La indignación que circuló en las redes sociales y en las primeras filas no fue por la fealdad. Las imágenes tenían cierta belleza que parecía existir. Aquí, el verdadero conflicto fue la desmaterialización del oficio. La Haute Couture sobrevive gracias a un contrato sagrado, que es el vínculo físico entre la tela y el cuerpo. Al proyectar renders en lugar de piezas a medida, Mabille transformó la santa nomenclatura que custodia la Chambre Syndicale en una pantalla fría y bidimensional. Fue un papelón, una crisis de identidad que intentó validar como si tuviera el mismo peso específico que una pieza que pasó cientos de horas en un atelier.
Mabille, con una defensa optimista, definió su propuesta como una exploración de "lo que no se puede fabricar", una expansión de los límites de la imaginación. Es una idea romántica, pero peligrosa. En el mercado del lujo contemporáneo, el valor está en la materia y no en la idea. El error del diseñador francés fue olvidar que el lujo es, ante todo, un evento físico. En nuestra era de reproductibilidad infinita, donde cada imagen es un descarte, lo que el público busca en la Haute Couture es la evidencia de que lo humano sigue siendo irreemplazable.
"La expresión visual de mi colección Primavera-Verano 2026 forma parte de esta reflexión vanguardista. Para darle vida, opté por la innovación tecnológica, rodeada de un equipo de especialistas.
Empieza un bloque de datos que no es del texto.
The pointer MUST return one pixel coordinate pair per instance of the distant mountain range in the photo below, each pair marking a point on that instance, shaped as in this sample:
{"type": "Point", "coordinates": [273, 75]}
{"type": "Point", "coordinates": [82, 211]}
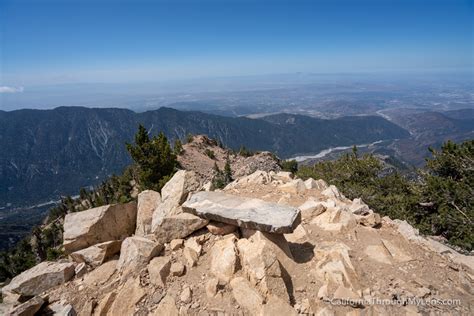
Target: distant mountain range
{"type": "Point", "coordinates": [46, 153]}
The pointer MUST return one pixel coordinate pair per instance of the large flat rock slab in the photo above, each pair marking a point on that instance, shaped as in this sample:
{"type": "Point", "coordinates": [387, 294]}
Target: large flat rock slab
{"type": "Point", "coordinates": [243, 212]}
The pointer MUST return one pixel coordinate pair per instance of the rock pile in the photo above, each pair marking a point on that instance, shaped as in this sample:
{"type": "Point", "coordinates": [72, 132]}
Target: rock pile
{"type": "Point", "coordinates": [268, 244]}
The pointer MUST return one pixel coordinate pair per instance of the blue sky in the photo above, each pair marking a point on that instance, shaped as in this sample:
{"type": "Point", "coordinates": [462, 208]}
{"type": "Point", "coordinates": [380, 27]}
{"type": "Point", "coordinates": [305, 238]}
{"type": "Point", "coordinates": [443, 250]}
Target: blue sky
{"type": "Point", "coordinates": [54, 42]}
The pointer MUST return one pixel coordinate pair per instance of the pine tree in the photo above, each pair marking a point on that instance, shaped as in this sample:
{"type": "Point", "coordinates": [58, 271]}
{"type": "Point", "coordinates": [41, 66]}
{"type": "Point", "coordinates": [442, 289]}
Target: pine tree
{"type": "Point", "coordinates": [227, 170]}
{"type": "Point", "coordinates": [178, 147]}
{"type": "Point", "coordinates": [153, 158]}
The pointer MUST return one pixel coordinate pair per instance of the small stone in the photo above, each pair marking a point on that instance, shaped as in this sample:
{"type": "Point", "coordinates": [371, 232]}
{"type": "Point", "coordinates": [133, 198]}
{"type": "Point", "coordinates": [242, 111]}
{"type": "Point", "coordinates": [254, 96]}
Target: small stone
{"type": "Point", "coordinates": [176, 244]}
{"type": "Point", "coordinates": [323, 292]}
{"type": "Point", "coordinates": [246, 295]}
{"type": "Point", "coordinates": [186, 295]}
{"type": "Point", "coordinates": [81, 269]}
{"type": "Point", "coordinates": [159, 269]}
{"type": "Point", "coordinates": [177, 269]}
{"type": "Point", "coordinates": [224, 258]}
{"type": "Point", "coordinates": [28, 308]}
{"type": "Point", "coordinates": [194, 245]}
{"type": "Point", "coordinates": [217, 228]}
{"type": "Point", "coordinates": [191, 257]}
{"type": "Point", "coordinates": [296, 186]}
{"type": "Point", "coordinates": [211, 287]}
{"type": "Point", "coordinates": [423, 292]}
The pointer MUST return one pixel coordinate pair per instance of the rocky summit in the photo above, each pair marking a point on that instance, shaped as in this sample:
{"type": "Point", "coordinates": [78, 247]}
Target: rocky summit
{"type": "Point", "coordinates": [267, 244]}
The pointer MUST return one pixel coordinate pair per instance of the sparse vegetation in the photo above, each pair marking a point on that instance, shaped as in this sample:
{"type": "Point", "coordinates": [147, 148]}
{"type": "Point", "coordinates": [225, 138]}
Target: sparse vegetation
{"type": "Point", "coordinates": [441, 202]}
{"type": "Point", "coordinates": [154, 165]}
{"type": "Point", "coordinates": [189, 138]}
{"type": "Point", "coordinates": [210, 153]}
{"type": "Point", "coordinates": [153, 158]}
{"type": "Point", "coordinates": [178, 147]}
{"type": "Point", "coordinates": [289, 165]}
{"type": "Point", "coordinates": [222, 178]}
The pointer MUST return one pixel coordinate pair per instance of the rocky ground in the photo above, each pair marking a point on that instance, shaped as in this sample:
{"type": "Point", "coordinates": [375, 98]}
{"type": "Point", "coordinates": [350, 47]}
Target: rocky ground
{"type": "Point", "coordinates": [337, 257]}
{"type": "Point", "coordinates": [194, 158]}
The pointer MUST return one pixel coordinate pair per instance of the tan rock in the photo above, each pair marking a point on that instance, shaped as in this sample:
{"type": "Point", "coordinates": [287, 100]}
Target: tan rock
{"type": "Point", "coordinates": [335, 220]}
{"type": "Point", "coordinates": [40, 278]}
{"type": "Point", "coordinates": [334, 265]}
{"type": "Point", "coordinates": [177, 269]}
{"type": "Point", "coordinates": [378, 253]}
{"type": "Point", "coordinates": [370, 220]}
{"type": "Point", "coordinates": [284, 176]}
{"type": "Point", "coordinates": [194, 245]}
{"type": "Point", "coordinates": [344, 293]}
{"type": "Point", "coordinates": [246, 296]}
{"type": "Point", "coordinates": [148, 201]}
{"type": "Point", "coordinates": [135, 254]}
{"type": "Point", "coordinates": [166, 307]}
{"type": "Point", "coordinates": [256, 178]}
{"type": "Point", "coordinates": [323, 292]}
{"type": "Point", "coordinates": [358, 207]}
{"type": "Point", "coordinates": [61, 309]}
{"type": "Point", "coordinates": [259, 261]}
{"type": "Point", "coordinates": [127, 298]}
{"type": "Point", "coordinates": [97, 254]}
{"type": "Point", "coordinates": [178, 226]}
{"type": "Point", "coordinates": [244, 212]}
{"type": "Point", "coordinates": [299, 235]}
{"type": "Point", "coordinates": [176, 244]}
{"type": "Point", "coordinates": [211, 287]}
{"type": "Point", "coordinates": [101, 274]}
{"type": "Point", "coordinates": [190, 256]}
{"type": "Point", "coordinates": [174, 193]}
{"type": "Point", "coordinates": [80, 270]}
{"type": "Point", "coordinates": [296, 186]}
{"type": "Point", "coordinates": [310, 209]}
{"type": "Point", "coordinates": [277, 306]}
{"type": "Point", "coordinates": [159, 269]}
{"type": "Point", "coordinates": [28, 308]}
{"type": "Point", "coordinates": [97, 225]}
{"type": "Point", "coordinates": [217, 228]}
{"type": "Point", "coordinates": [396, 253]}
{"type": "Point", "coordinates": [224, 259]}
{"type": "Point", "coordinates": [105, 303]}
{"type": "Point", "coordinates": [315, 184]}
{"type": "Point", "coordinates": [186, 295]}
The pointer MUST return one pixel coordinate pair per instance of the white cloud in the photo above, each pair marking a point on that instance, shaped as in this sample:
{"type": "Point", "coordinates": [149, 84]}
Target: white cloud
{"type": "Point", "coordinates": [5, 89]}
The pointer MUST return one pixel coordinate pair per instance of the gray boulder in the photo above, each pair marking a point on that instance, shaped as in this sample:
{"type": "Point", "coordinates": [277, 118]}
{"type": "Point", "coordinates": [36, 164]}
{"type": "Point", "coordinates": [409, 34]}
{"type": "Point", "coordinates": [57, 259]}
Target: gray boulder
{"type": "Point", "coordinates": [40, 278]}
{"type": "Point", "coordinates": [243, 212]}
{"type": "Point", "coordinates": [97, 225]}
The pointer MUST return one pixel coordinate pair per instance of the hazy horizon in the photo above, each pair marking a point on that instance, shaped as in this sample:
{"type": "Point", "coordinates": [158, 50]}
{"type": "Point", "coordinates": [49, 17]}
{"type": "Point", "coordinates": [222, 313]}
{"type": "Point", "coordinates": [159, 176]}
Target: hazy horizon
{"type": "Point", "coordinates": [103, 53]}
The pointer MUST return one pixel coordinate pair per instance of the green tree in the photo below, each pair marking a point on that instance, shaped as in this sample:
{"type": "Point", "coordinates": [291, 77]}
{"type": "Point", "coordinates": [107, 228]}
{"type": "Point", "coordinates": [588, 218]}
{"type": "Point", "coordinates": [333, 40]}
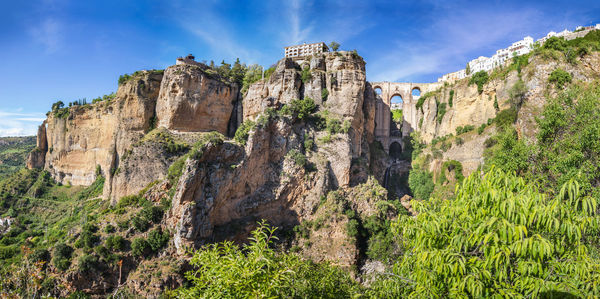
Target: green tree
{"type": "Point", "coordinates": [500, 237]}
{"type": "Point", "coordinates": [225, 270]}
{"type": "Point", "coordinates": [420, 183]}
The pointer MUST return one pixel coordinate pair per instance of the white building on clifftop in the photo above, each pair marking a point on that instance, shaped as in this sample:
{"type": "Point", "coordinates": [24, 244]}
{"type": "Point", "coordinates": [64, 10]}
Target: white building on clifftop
{"type": "Point", "coordinates": [305, 49]}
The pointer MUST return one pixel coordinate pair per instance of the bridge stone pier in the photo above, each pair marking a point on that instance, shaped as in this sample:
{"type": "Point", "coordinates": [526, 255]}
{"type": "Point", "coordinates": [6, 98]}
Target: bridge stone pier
{"type": "Point", "coordinates": [385, 91]}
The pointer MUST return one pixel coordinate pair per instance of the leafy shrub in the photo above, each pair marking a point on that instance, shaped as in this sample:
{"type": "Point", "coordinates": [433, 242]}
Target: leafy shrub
{"type": "Point", "coordinates": [129, 201]}
{"type": "Point", "coordinates": [483, 243]}
{"type": "Point", "coordinates": [243, 132]}
{"type": "Point", "coordinates": [87, 263]}
{"type": "Point", "coordinates": [517, 93]}
{"type": "Point", "coordinates": [40, 255]}
{"type": "Point", "coordinates": [496, 106]}
{"type": "Point", "coordinates": [115, 243]}
{"type": "Point", "coordinates": [555, 43]}
{"type": "Point", "coordinates": [140, 247]}
{"type": "Point", "coordinates": [481, 129]}
{"type": "Point", "coordinates": [480, 78]}
{"type": "Point", "coordinates": [308, 142]}
{"type": "Point", "coordinates": [324, 94]}
{"type": "Point", "coordinates": [451, 165]}
{"type": "Point", "coordinates": [62, 256]}
{"type": "Point", "coordinates": [465, 129]}
{"type": "Point", "coordinates": [109, 228]}
{"type": "Point", "coordinates": [560, 78]}
{"type": "Point", "coordinates": [157, 239]}
{"type": "Point", "coordinates": [298, 158]}
{"type": "Point", "coordinates": [420, 183]}
{"type": "Point", "coordinates": [422, 99]}
{"type": "Point", "coordinates": [441, 111]}
{"type": "Point", "coordinates": [302, 109]}
{"type": "Point", "coordinates": [506, 117]}
{"type": "Point", "coordinates": [7, 252]}
{"type": "Point", "coordinates": [257, 271]}
{"type": "Point", "coordinates": [510, 154]}
{"type": "Point", "coordinates": [306, 74]}
{"type": "Point", "coordinates": [352, 228]}
{"type": "Point", "coordinates": [87, 238]}
{"type": "Point", "coordinates": [397, 115]}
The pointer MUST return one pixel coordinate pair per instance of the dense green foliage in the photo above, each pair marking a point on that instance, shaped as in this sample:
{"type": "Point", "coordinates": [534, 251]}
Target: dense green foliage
{"type": "Point", "coordinates": [567, 143]}
{"type": "Point", "coordinates": [500, 237]}
{"type": "Point", "coordinates": [517, 93]}
{"type": "Point", "coordinates": [128, 77]}
{"type": "Point", "coordinates": [479, 78]}
{"type": "Point", "coordinates": [302, 109]}
{"type": "Point", "coordinates": [243, 132]}
{"type": "Point", "coordinates": [452, 166]}
{"type": "Point", "coordinates": [225, 270]}
{"type": "Point", "coordinates": [334, 46]}
{"type": "Point", "coordinates": [420, 183]}
{"type": "Point", "coordinates": [441, 111]}
{"type": "Point", "coordinates": [465, 129]}
{"type": "Point", "coordinates": [306, 75]}
{"type": "Point", "coordinates": [560, 78]}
Estas nuevas herramientas abrieron camino a territorios creativos inexplorados, preservando al mismo tiempo lo esencial: el gesto y la sensibilidad, en el corazón mismo del proceso creativo", escribió Mabille sobre su colección Couture generada con AI.
¿Estamos presenciando el nacimiento de un director creativo que ya no usa sus manos? Al delegar la ejecución en la IA, el diseñador francés se alejó del pedestal del creador para convertirse en un curador de datos. Este experimento es una advertencia. Aunque la tecnología puede imitar con precisión, carece de esa imperfección con propósito, lo que le da alma a una prenda.
La Inteligencia Artificial puede soñar el vestido más complejo del mundo, pero es incapaz de tener una historia propia. El rechazo a esta colección no fue un berrinche contra el progreso. Se siente como una defensa de la realidad frente al espejismo digital.